It is in the tranquility of Creux-de-la-Thine, in the rural town of Albon, near Valence, that its “Gros Gris” breed, are born and grow, cousins of the common species Helix Aspersa, recognizable by their golden shells streaked with blue lines.
Its residents, glued under wooden planks resting on the trenches of their breeding grounds, are invisible at this season. They protect themselves from the heat to avoid drying out.
The breeder and his team water the pens at night to keep them cool.
The gastropods are chosen and collected in a basket for the sampling sessions, done delicately by hand with a rod.
It is necessary to stimulate its foot so that the animal secretes in abundance threads of drool containing collagen, glycolic acid, allantoin or tubulin – soothing, repairing and regenerating proteins for the skin. Once the mucus has been collected in a jar, the snail returns to its park.
“One day, I hired a young man who was a shepherd and who had eczema on his hands. And in contact with snails in the parks for two years, he had none left”, assures this 53-year-old enthusiast. .
“We said to ourselves: we have to look, we have to understand, we have to know why,” adds the breeder, whose questions led him to Paris to consult researchers from the National Museum of Natural History.
“When we try to retrace a little bit the use of the snail in cosmetics, it goes very far in fact. There is a little anecdote that says that Mona Lisa was her beauty secret, that’s it. She already used snail secretions”, says Patrice Lambert.
– “To raise awareness” –
From then on, the activity of his “Snail Farm”, hitherto focused on food, evolved into cosmetics.

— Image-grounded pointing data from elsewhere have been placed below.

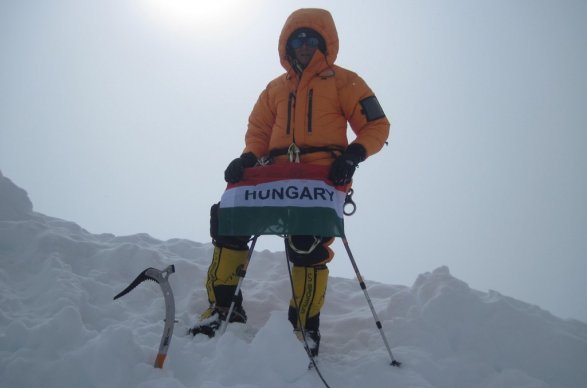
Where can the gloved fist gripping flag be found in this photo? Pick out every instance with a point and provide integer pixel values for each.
(283, 199)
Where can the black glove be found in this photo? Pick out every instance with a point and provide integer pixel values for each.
(343, 167)
(236, 169)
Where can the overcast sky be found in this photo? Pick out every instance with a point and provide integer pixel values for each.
(122, 115)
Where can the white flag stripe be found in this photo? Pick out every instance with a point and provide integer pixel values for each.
(286, 193)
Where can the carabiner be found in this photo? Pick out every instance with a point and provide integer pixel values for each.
(348, 201)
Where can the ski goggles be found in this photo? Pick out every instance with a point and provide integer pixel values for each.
(310, 41)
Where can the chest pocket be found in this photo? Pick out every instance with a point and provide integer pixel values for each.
(324, 115)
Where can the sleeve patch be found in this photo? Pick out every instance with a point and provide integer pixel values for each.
(371, 108)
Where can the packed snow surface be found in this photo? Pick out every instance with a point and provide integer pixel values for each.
(59, 326)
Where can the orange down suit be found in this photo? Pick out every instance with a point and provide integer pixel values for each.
(312, 109)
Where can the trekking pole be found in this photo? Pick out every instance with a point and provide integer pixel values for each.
(241, 272)
(394, 362)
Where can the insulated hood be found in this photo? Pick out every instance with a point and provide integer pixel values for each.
(317, 19)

His great pride: to have been, in 2007, the first French helicopter producer certified in organic farming.
Since then, among the 350 farms in the country, with an annual production of 1,200 tonnes of “live snails”, 15% to 20% have gone organic, according to Christophe Simoncelli, national manager of the “Aspersa” producer group.
Several times a day, the snail farmer checks the good growth of the gastropods by measuring the size of the shells and sometimes notes disparities which he explains by their great “sensitivity” to their environment.
“We know that the snail acts as a catalyst: it is very close to the ground, it lives on the ground and will draw minerals from it”, he explains.
“The interest of organic heliciculture is precisely to ensure that the snail is on healthy land” within the framework of organic agriculture “which gives meaning to life and to the approach of quality”, underlines the Drômois who uses organic food flour which he throws in his parks with the gesture of the sower.
Anxious to “minimize animal suffering”, Patrice Lambert and his team also strive not to “stress” their snails when it comes time to collect the precious mucus. Once processed, it costs 45 euros for a 30 ml serum, containing 93% drool.
“Snail slime is unknown to the general public and rare on the face care market”, explains Fabrice Pierron, the founder of the “certified organic” cosmetics brand Mademoiselle Agathe, partner of La Ferme aux Escargots since 2014.
Convinced of the merits of these “healthy products”, this 49-year-old entrepreneur who claims to be at the origin of “helicitherapy” in France recalls that “90% of cosmetics still use mineral oils from petrochemicals” .
In 2019, the organic cosmetics market represented 7 billion euros worldwide, including 2.8 billion in Europe, according to its figures.